Monday, May 17, 2010


And still in these days driving alone in Vermont I always keep in mind what was over in New Hampshire, where I know I have to go to follow the mystery of what went on back in that apparently sun-shiny place that might be tied to the darkness that became apparent years later – the bad ends these cousins of mine were coming to – and my late father and late uncle and still living mother and aunts as well, though it was easier to keep the failures of another generation at a distance than it was the failures in my own generation – like Margaret’s brother Fitz John, one of the favored ones, the family’s only Eagle Scout, who had kept being thrown out of places, Exeter, then Williams, for rather large scale thievery, and he seemed on the surface much like how everything in his mother’s house in Scarsdale seemed , as if put in place by Martha Stewart.

And I kept driving, and I kept stopping at those small state parks with lakes for swimming that were never more than a couple of hours apart, and I kept on going over to the that riding ring above Castleton for lessons in Western style riding from a raw-edge young woman in a family of people devoted to the little known world of competitive rodeos in Northeastern states. I kept going to the two big art galleries, the one in Rutland and the other to the south, still hoping, should I stay on here, that there would be more than sentimental barn paintings to sustain me.

And I thought of how in those wild meetings in Manhattan people had picked up on what on what a full, adventurous life I had had till now – and I wondered that I had hardly said a word about all the times I had been by myself, wandering the streets of lonely cities, often places where I did not speak the language. And I thought of the times I had thought I was in love, as well as the times between shallow relationships.

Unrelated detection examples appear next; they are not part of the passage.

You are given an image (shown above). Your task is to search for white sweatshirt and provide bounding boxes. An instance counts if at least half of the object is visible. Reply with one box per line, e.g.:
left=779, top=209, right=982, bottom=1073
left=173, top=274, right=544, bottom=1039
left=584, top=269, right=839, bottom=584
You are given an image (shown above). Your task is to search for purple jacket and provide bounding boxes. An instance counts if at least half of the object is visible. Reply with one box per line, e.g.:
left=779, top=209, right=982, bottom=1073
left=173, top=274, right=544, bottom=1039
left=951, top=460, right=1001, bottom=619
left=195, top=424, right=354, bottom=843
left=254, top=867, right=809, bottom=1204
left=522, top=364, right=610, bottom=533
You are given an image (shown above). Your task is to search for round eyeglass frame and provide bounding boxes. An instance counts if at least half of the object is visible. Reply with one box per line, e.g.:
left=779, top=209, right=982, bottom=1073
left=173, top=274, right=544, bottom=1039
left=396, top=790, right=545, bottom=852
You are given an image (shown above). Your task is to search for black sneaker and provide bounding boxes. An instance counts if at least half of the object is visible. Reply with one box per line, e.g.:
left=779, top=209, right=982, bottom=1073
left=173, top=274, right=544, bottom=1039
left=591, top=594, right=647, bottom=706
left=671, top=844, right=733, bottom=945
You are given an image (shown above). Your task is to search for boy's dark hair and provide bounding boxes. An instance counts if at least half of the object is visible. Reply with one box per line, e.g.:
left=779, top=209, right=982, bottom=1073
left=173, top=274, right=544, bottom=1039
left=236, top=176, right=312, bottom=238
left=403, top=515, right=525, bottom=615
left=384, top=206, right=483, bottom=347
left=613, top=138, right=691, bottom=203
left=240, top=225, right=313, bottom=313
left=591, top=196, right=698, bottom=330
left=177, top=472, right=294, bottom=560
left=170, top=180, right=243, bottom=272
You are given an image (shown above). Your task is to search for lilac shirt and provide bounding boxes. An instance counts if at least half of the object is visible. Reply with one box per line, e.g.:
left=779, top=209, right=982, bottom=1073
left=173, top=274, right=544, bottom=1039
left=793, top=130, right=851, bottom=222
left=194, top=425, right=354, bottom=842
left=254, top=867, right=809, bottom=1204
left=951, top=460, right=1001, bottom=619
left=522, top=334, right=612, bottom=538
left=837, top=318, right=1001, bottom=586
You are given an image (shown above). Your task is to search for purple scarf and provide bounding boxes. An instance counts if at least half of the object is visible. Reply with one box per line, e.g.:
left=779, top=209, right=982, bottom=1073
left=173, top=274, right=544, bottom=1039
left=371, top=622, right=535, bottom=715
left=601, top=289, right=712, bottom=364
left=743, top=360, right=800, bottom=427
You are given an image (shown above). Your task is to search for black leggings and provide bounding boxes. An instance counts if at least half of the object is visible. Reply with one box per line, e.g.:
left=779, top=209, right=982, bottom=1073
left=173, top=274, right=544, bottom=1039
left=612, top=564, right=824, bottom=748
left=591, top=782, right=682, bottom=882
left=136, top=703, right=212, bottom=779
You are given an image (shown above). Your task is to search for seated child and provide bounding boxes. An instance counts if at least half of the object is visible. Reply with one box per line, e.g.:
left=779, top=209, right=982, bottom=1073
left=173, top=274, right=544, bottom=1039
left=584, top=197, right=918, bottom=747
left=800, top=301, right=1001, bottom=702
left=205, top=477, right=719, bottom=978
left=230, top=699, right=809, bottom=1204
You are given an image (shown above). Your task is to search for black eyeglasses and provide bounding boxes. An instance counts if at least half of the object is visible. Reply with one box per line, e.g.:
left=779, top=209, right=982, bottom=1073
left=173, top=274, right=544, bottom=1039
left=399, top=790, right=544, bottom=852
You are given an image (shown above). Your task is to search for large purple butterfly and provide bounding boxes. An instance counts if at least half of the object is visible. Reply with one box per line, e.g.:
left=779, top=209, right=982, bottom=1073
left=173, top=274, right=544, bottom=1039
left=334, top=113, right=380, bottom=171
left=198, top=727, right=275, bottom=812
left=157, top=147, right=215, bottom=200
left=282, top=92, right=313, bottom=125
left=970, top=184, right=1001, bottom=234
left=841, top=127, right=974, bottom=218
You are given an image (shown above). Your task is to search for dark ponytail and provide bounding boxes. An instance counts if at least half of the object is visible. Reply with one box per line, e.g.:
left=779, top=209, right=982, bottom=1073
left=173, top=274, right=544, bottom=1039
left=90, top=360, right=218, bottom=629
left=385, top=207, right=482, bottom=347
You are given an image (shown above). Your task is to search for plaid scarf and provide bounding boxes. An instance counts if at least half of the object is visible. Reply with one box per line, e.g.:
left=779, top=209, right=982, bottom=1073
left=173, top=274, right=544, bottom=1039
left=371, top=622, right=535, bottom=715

And I kept bringing myself back to my mission that was bring me so much life now, and so in my thoughts drifting to the past again and again between these trips I was making over to the White Mountains. And sometimes in my thoughts the White Mountains part would sometimes almost drift away, and I would be other places at other ages, not just the exotic lands I had chosen but often back in Weston, Connecticut, which I had recently looked in on in its current form as a tidy and costly rich man’s suburb. I would be there in my mind when it was still a basically New England town. When most of the men were not commuters, in fact most worked locally on small farms or places that were partial farms, on town road crews, and as journeymen small businessmen who built things and installed things and were paid to take care of what they had put in place.

And I was back in the World War II time when my parents became virtual farmers, the world’s least likely farmers, in order, they said, to get around food rationing, but now I wondered if they didn’t also have dreams not unlike the dreams my brother and I had once had of becoming such regular people that we might even be able to be farmers – farmers if our fantasy of running a log inn on a woodland road did not play out. For surely rationing had not been that tight an affair. We used to drive all the way up to New Hampshire in the green Plymouth convertible each summer, so gas rationing, anyway, could not be as strict as it sounded in the adults' complaints.